Did you forget where you put your keys last night? Do you sometimes forget the name of your best friend? Forgetfulness is common, especially as we get older. But some things we think are important to remember and others we want to forget. When we have painful or traumatic experiences there seem to be two common approaches to them. One voice says we should forget them in order to put them behind us - get on with our lives. Another voice counsels us to remember the pain because if we submerge them beneath the waves of our conscious mind our lives will be directed by hidden forces and we will never be truly free.

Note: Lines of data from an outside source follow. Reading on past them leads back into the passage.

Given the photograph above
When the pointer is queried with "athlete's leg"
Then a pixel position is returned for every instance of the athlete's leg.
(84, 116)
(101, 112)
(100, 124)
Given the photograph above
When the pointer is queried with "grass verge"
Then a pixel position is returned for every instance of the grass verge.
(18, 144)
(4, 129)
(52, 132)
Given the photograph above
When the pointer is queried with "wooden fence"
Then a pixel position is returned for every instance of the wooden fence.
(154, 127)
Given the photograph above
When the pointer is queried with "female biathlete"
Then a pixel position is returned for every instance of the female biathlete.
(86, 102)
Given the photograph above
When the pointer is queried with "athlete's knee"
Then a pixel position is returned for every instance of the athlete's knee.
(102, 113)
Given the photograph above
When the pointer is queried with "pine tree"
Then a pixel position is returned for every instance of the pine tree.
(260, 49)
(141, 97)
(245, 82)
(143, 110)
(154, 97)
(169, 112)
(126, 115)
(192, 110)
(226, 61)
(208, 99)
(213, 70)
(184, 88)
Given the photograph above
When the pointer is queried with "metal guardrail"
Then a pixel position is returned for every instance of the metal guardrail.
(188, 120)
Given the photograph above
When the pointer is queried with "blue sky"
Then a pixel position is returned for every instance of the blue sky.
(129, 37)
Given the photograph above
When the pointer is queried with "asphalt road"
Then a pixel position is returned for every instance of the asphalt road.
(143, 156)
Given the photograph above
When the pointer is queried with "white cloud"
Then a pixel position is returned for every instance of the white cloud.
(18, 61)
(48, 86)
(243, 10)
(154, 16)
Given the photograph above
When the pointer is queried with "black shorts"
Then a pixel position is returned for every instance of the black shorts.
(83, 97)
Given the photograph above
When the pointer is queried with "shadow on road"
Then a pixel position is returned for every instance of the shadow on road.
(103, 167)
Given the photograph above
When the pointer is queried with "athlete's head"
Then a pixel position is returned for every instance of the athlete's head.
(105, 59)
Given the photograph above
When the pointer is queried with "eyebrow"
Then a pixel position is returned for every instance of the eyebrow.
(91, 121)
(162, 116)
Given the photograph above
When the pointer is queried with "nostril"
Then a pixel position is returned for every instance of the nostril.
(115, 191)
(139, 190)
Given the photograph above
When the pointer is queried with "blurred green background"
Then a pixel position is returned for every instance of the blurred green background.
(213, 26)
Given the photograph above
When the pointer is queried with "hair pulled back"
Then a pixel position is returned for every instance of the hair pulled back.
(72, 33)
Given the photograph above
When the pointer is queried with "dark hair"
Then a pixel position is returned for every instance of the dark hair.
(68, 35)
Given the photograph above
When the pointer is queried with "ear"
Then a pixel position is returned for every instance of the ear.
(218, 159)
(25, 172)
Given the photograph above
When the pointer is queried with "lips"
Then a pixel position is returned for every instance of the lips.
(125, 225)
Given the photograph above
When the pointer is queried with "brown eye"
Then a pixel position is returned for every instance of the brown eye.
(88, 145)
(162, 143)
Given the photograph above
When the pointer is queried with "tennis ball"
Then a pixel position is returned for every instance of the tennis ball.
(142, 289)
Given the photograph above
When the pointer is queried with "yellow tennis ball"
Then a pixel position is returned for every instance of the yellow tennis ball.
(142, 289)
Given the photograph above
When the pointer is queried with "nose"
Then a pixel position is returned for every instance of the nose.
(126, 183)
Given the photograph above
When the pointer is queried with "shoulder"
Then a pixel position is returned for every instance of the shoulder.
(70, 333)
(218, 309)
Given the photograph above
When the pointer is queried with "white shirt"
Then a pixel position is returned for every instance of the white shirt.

The moral economy is also influenced by memory. In 18th century England when bread shortages were created by new marketing schemes, rural women demanded that bread be sold according to the just price established by royal statute. The law in question had been created 150 years earlier to be used during times of famine. For the first time, people were experiencing a famine created not by nature but by the market system. The women remembered the law and insisted that it be enforced. Justice in commercial relationships and care for the community were key elements in their identity. By remembering the law and acting on their memory, they were refusing to be diminished and insisting that these values be carried forward into the future.
In South Africa, the Truth and Reconciliation Commission created the conditions for the truth of life under apartheid to be told. By validating the truth of the experience of ordinary people, the Commission made sure that the experience could never be denied. South Africans would always have to remember who they have been and where they came from. Across Canada every December 6th, there are spontaneous memorials to the 14 young women who were gunned down at Montreal’s L’Ecole Polytechnique in 1989. They were all engineering students and their crime was being female. Canadians remember because it is important not to forget that society is still so patriarchal that being female can get you killed. We will never be free of this hatred if we allow ourselves to forget. So, we remember with a purpose.
Soon it will be August the 6th. This year it will be 62 years since we (the western allied powers, including Canada) dropped the first atomic bomb on Hiroshima, and three days later a second one on Nagasaki. Over 200,000 people died as a result of those two bombs. We remember those events, but for what purpose, to what effect? Remembering the atomic bomb means remembering our capacity to do the most unspeakable things to each other. In order to be free we have to remember what horrors we are capable of. We remember so that it will never happen again. We cannot truly commit to change our behaviour unless we confess what our behaviour has been. We want to remember ourselves as compassionate, caring and just. We want to think of ourselves as good. We can only be just in the future if we make a point of remembering with clarity, our willingness to be the opposite.